I agree it would make sense to fix this one specifically for the alt attribute.

On Tue, Sep 26, 2023 at 6:27 AM Robert Means @.***> wrote:

@zhna123 https://github.com/zhna123 - There are cases where the image being added is purely decorative. In that case, we don't want explicit alt text. However, for your HTML to be in spec and pass validation, it needs an alt attribute. Leaving that attribute as a boolean without string will cause some screen readers to output "no alt text" and others will output the filename of the image. Both of these are disrupting to the UX of the page. So, the OP is correct, the alt tag should be allowed to be set to an empty string.

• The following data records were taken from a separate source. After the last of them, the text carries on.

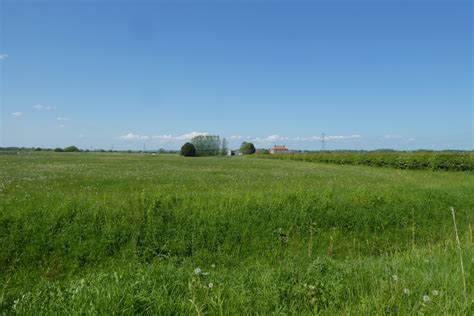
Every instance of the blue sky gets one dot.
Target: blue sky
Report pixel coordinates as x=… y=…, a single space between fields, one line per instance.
x=368 y=74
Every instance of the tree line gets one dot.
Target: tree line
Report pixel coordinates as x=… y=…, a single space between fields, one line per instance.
x=212 y=145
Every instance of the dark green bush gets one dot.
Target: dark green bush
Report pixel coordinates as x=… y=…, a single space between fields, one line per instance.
x=188 y=150
x=247 y=148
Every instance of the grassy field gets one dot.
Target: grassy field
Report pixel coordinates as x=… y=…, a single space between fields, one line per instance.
x=435 y=161
x=133 y=233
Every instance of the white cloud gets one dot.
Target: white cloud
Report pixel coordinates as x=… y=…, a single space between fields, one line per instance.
x=17 y=114
x=40 y=107
x=328 y=138
x=270 y=139
x=342 y=137
x=191 y=135
x=393 y=136
x=132 y=136
x=163 y=137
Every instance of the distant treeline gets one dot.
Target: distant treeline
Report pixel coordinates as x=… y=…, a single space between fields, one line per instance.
x=21 y=150
x=430 y=160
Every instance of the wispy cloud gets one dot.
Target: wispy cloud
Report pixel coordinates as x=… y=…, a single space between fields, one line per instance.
x=187 y=136
x=41 y=107
x=388 y=136
x=270 y=139
x=132 y=136
x=278 y=138
x=163 y=138
x=261 y=140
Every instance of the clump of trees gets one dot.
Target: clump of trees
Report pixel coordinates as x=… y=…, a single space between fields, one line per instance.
x=188 y=150
x=247 y=148
x=209 y=145
x=212 y=145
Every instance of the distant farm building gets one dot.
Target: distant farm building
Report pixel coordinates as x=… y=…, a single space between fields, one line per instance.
x=279 y=150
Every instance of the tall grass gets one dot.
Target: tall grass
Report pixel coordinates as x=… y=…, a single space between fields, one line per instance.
x=111 y=233
x=401 y=160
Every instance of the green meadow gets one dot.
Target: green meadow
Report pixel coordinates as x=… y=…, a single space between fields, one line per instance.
x=109 y=233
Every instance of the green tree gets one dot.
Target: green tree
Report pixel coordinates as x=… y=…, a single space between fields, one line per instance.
x=247 y=148
x=224 y=147
x=188 y=150
x=207 y=145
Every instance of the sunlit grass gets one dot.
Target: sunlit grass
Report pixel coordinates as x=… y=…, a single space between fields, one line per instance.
x=126 y=233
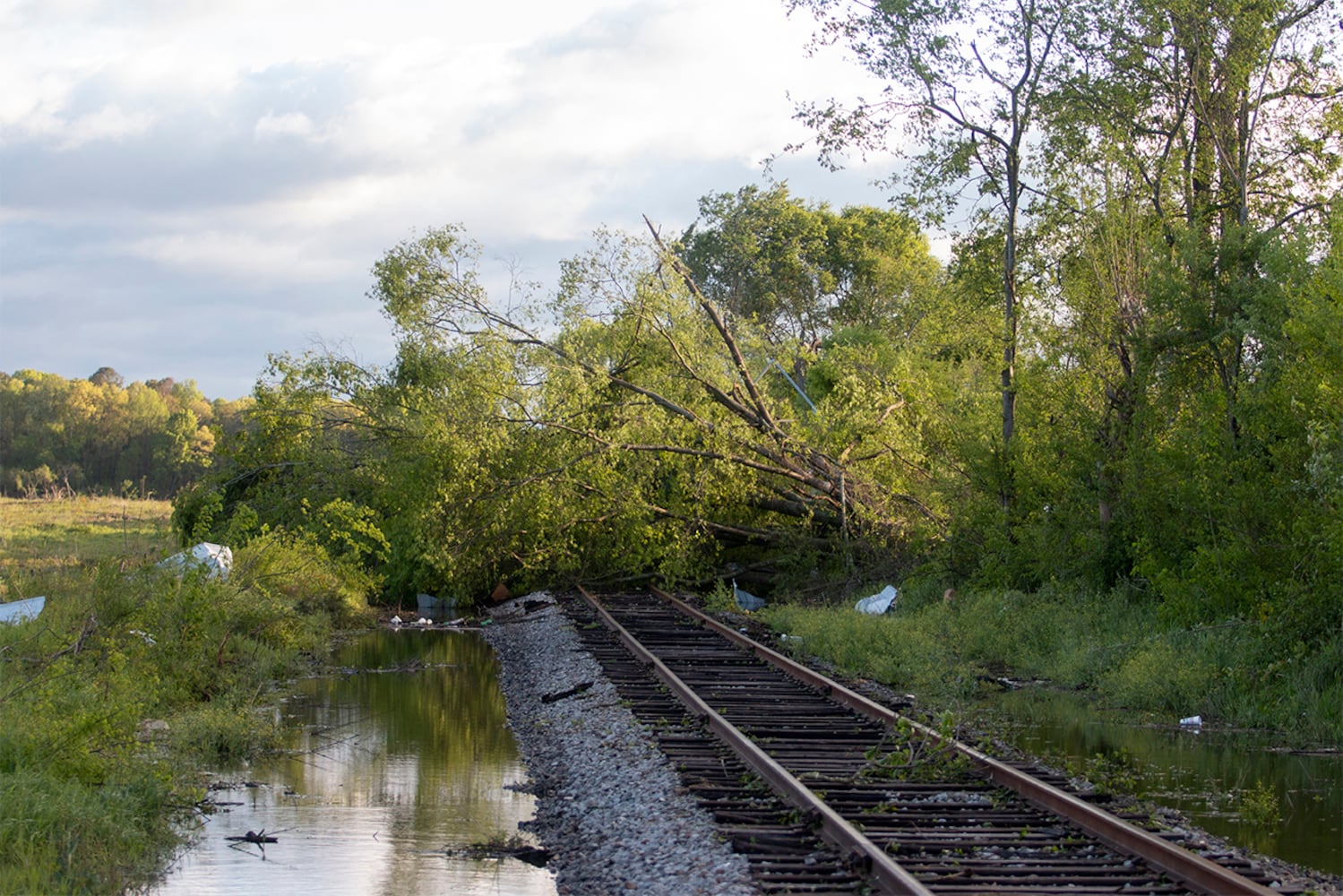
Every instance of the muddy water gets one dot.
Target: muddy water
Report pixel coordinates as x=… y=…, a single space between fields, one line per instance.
x=395 y=762
x=1217 y=778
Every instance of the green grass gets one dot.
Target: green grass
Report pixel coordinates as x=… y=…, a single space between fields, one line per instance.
x=1115 y=646
x=132 y=680
x=38 y=535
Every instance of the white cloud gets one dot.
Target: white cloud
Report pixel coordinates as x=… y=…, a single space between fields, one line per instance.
x=290 y=124
x=258 y=147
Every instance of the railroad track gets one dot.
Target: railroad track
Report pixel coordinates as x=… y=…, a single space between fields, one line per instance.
x=828 y=791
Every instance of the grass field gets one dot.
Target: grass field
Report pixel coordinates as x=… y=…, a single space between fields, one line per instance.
x=40 y=535
x=89 y=801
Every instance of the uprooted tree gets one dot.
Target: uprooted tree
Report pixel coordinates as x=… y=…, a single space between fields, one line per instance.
x=621 y=427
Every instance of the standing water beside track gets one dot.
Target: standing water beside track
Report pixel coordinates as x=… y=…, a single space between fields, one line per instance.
x=396 y=761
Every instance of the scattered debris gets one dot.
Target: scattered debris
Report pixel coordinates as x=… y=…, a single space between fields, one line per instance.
x=22 y=610
x=506 y=848
x=428 y=603
x=560 y=694
x=879 y=603
x=217 y=559
x=745 y=599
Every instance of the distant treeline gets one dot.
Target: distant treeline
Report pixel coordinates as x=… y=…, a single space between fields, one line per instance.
x=99 y=435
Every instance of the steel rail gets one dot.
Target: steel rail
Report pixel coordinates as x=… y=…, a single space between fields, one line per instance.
x=1190 y=869
x=831 y=826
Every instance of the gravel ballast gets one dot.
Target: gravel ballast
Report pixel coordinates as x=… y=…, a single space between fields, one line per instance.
x=610 y=807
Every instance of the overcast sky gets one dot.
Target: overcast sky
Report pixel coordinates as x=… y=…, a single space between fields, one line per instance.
x=187 y=185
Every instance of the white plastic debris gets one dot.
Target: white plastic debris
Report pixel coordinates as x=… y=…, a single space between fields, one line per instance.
x=880 y=602
x=745 y=599
x=215 y=559
x=22 y=610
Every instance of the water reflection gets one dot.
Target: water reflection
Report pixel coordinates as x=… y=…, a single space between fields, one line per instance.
x=401 y=755
x=1203 y=774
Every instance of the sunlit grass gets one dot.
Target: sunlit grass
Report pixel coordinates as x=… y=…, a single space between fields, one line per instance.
x=42 y=535
x=1114 y=646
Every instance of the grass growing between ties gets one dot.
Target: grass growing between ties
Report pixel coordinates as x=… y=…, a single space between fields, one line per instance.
x=132 y=680
x=1116 y=645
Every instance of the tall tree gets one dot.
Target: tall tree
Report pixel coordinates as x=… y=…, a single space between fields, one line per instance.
x=966 y=81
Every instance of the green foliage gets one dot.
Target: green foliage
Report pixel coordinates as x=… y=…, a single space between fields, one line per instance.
x=1114 y=643
x=78 y=435
x=129 y=681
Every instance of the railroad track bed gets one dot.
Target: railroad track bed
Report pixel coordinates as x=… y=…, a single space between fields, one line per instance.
x=901 y=812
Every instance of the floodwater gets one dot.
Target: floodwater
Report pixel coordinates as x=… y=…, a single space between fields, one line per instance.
x=1217 y=778
x=396 y=762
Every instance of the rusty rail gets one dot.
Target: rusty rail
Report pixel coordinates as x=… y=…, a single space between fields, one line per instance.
x=1192 y=871
x=831 y=826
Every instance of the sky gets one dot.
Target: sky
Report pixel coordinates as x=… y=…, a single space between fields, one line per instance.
x=190 y=185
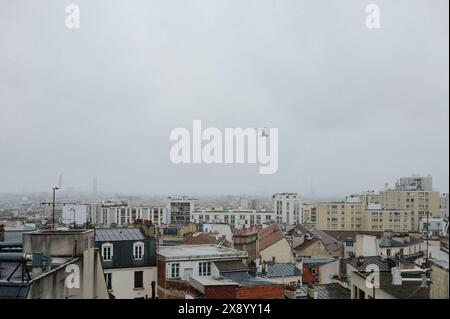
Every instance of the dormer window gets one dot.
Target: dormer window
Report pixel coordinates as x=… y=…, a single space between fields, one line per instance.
x=138 y=250
x=107 y=251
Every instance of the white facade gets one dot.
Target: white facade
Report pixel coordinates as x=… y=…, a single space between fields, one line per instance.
x=443 y=205
x=219 y=230
x=109 y=213
x=236 y=218
x=123 y=282
x=415 y=183
x=287 y=208
x=75 y=213
x=184 y=261
x=179 y=210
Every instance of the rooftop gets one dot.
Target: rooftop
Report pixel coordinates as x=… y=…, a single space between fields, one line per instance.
x=230 y=266
x=343 y=235
x=281 y=270
x=245 y=279
x=407 y=290
x=269 y=236
x=327 y=291
x=397 y=241
x=118 y=234
x=188 y=252
x=362 y=264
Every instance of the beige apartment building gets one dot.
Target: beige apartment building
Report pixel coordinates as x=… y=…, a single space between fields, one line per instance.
x=418 y=203
x=309 y=214
x=345 y=215
x=397 y=211
x=378 y=219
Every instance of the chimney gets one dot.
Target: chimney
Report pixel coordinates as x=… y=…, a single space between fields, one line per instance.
x=360 y=261
x=407 y=238
x=387 y=233
x=311 y=291
x=148 y=228
x=298 y=240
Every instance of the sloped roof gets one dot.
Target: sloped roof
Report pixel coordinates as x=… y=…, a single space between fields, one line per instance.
x=281 y=269
x=327 y=291
x=392 y=242
x=14 y=290
x=206 y=239
x=118 y=234
x=383 y=264
x=269 y=236
x=200 y=239
x=343 y=235
x=407 y=290
x=230 y=266
x=331 y=244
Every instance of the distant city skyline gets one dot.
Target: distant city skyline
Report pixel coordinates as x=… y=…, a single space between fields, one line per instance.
x=355 y=107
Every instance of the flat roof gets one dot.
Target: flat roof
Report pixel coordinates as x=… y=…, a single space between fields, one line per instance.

— Reply to this email directly, view it on GitHub https://github.com/apostrophecms/sanitize-html/issues/633#issuecomment-1735261269, or unsubscribe https://github.com/notifications/unsubscribe-auth/AAAH27OAQN37VYC6CLHLMETX4KUXZANCNFSM6AAAAAA4RB5HGI . You are receiving this because you are subscribed to this thread.Message ID: @.***>

--

THOMAS BOUTELL | CHIEF TECHNOLOGY OFFICER APOSTROPHECMS | apostrophecms.com | he/him/his

zhna123 commented 9 months ago

Okay. I used VoiceOver to test alt without explicitly specify ="", it didn't announce anything, but removing it will be "unlabeled image". But it's true that I can't guarantee all the screen reader will behave the same way.. I created a pr to fix this.